When I found out I had to have a biopsy, I decided not to tell anyone except my husband. I didn’t want to tell my parents because I knew they would worry and I didn’t want them to worry unless there was something they actually had to worry about. (So they are just hearing about my experience right now as they read this – sorry, Mom and Dad.)

While I was able to justify not sharing this news with anyone else, it allowed me to slip back into my core false belief developed in my childhood, that I am alone and unwanted. When I live and lead from this lie, I strap on independence to an unhealthy extreme. It often looks like not asking for help, feeling like I have to do everything myself to the point of resentment, and good-girl perfectionism.

After living through it, I realized that not sharing the biopsy with my family or close friends – even though I didn’t want anyone else to have to worry unless there was something officially to worry about – was too much for me to carry by myself. My husband was fantastic through it all, but we need more than just our partner to thrive through life. While trying to stay positive and process the fear of the results mostly myself, I created extra anxiety in my life. I woke in the middle of the night not able to fall back to sleep. I was tense in my body. And I was distant with my family, no matter how hard I tried to stay present.

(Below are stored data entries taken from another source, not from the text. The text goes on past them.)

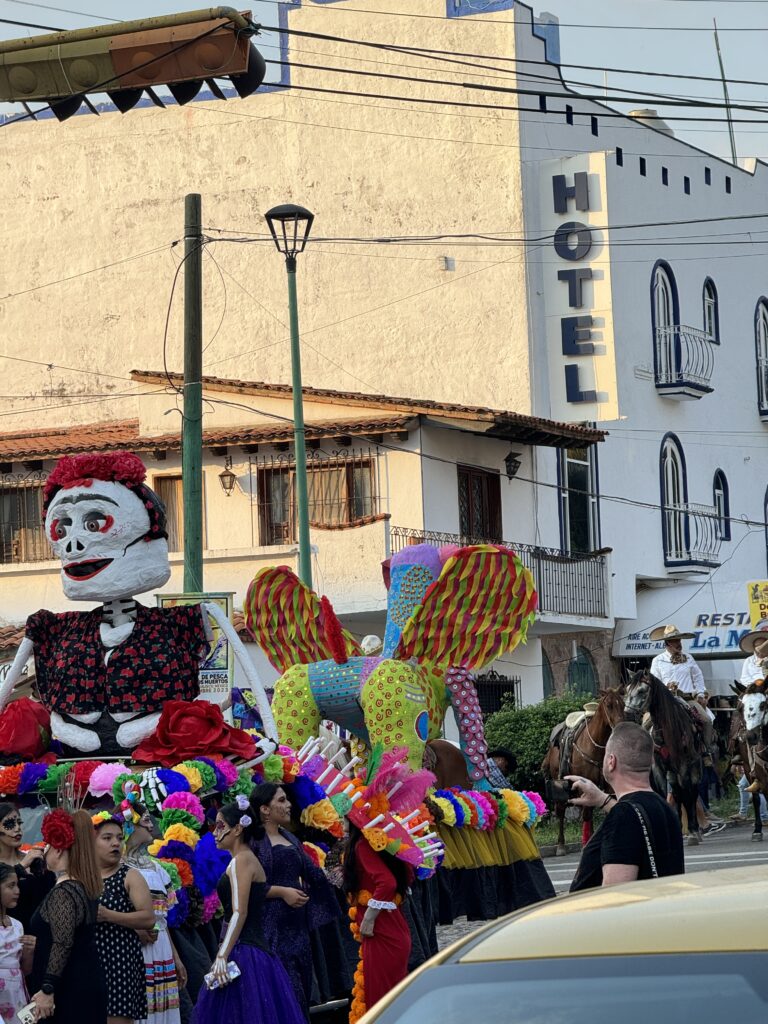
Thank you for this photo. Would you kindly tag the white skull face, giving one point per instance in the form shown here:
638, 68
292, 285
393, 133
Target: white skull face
92, 530
755, 711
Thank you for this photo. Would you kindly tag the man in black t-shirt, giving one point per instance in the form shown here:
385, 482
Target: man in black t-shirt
641, 837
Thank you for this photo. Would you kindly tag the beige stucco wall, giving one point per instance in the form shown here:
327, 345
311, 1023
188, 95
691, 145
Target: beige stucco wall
94, 192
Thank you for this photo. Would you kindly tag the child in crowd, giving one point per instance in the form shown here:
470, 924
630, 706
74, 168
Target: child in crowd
12, 948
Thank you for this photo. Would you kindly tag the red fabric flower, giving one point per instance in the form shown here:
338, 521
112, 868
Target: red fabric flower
190, 728
25, 729
57, 829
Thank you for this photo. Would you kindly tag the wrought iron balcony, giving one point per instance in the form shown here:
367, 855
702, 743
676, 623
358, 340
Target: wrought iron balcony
567, 585
692, 536
684, 361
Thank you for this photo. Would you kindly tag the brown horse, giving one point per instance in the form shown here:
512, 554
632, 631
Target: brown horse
679, 747
587, 753
448, 763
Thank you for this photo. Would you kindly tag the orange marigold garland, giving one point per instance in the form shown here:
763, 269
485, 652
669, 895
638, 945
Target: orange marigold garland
357, 1008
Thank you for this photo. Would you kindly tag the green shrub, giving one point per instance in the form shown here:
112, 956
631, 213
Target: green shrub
526, 730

The learning from this for me (and I hope for you, too!) is that our limiting beliefs and patterns never fully go away. Our job, then, is to recognize when they surface, and, instead, take conscious action in a direction that serves and empowers us. This takes practice, and it’s the type of habit-forming muscle memory work I support my clients through.

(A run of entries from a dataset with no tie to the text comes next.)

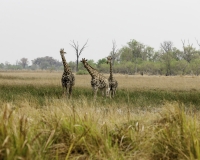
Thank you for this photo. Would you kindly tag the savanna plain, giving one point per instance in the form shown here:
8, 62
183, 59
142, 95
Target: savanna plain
150, 118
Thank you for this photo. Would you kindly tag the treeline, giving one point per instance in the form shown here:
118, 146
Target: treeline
133, 58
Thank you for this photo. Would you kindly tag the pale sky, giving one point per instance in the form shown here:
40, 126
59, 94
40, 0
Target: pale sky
38, 28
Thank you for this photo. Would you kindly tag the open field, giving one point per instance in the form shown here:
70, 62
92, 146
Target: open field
151, 117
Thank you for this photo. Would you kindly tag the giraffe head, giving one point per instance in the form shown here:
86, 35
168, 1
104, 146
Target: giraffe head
62, 51
109, 58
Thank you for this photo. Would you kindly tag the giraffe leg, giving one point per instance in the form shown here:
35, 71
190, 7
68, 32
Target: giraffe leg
67, 89
70, 91
95, 89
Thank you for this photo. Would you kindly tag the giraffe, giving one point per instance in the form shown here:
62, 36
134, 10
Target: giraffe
113, 84
68, 79
98, 81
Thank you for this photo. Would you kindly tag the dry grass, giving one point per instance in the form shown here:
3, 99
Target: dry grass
104, 129
185, 83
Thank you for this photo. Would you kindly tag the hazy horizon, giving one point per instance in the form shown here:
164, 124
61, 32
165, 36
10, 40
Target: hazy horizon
33, 29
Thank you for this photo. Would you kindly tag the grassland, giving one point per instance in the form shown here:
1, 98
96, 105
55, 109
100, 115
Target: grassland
151, 117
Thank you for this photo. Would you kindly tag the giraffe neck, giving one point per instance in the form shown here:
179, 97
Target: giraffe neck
66, 67
91, 70
111, 75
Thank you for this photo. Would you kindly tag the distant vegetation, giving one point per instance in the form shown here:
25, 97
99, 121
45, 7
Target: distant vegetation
132, 58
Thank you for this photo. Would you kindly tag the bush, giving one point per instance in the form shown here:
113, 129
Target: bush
82, 72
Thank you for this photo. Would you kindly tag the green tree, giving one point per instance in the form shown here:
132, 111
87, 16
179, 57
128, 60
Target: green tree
24, 62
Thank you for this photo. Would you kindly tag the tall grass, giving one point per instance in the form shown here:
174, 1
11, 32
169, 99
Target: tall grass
37, 122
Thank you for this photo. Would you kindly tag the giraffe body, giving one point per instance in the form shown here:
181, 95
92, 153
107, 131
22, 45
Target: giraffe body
98, 81
113, 84
68, 79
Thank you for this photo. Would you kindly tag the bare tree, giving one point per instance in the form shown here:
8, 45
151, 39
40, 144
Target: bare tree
78, 51
114, 53
24, 62
198, 43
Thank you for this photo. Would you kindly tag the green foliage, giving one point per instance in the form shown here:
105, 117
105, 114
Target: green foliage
46, 62
82, 72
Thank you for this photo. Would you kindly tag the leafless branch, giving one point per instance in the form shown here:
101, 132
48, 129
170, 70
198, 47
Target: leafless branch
198, 42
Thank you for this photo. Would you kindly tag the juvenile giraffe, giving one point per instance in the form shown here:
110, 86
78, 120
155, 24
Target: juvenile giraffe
113, 84
68, 79
98, 81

#5 The same things you complain about are blessings to other people.

Finally, in waiting-for-results limbo land, I started regretting all the comments I had made about my breasts over the years. I often joked about their small size, wished they were bigger, and was annoyed about how they looked in certain outfits. Faced with the small chance that my left breast would have to be removed, I developed a new love and respect for my breasts.

As the 1980’s metal band Cinderella sang in the 80s, “You don’t know what you got, till it’s gone.” I felt remorse once I realized the exact thing I had complained and joked about so flippantly, was something other women who had removed their breasts due to cancer dreamed about and prayed for.

How could things in your life that you complain about be seen as blessings to others?

Live each day to the fullest.

Lots of love,
💜 Your coach,
Sara

What's your greatest take-away from this blog? Any questions?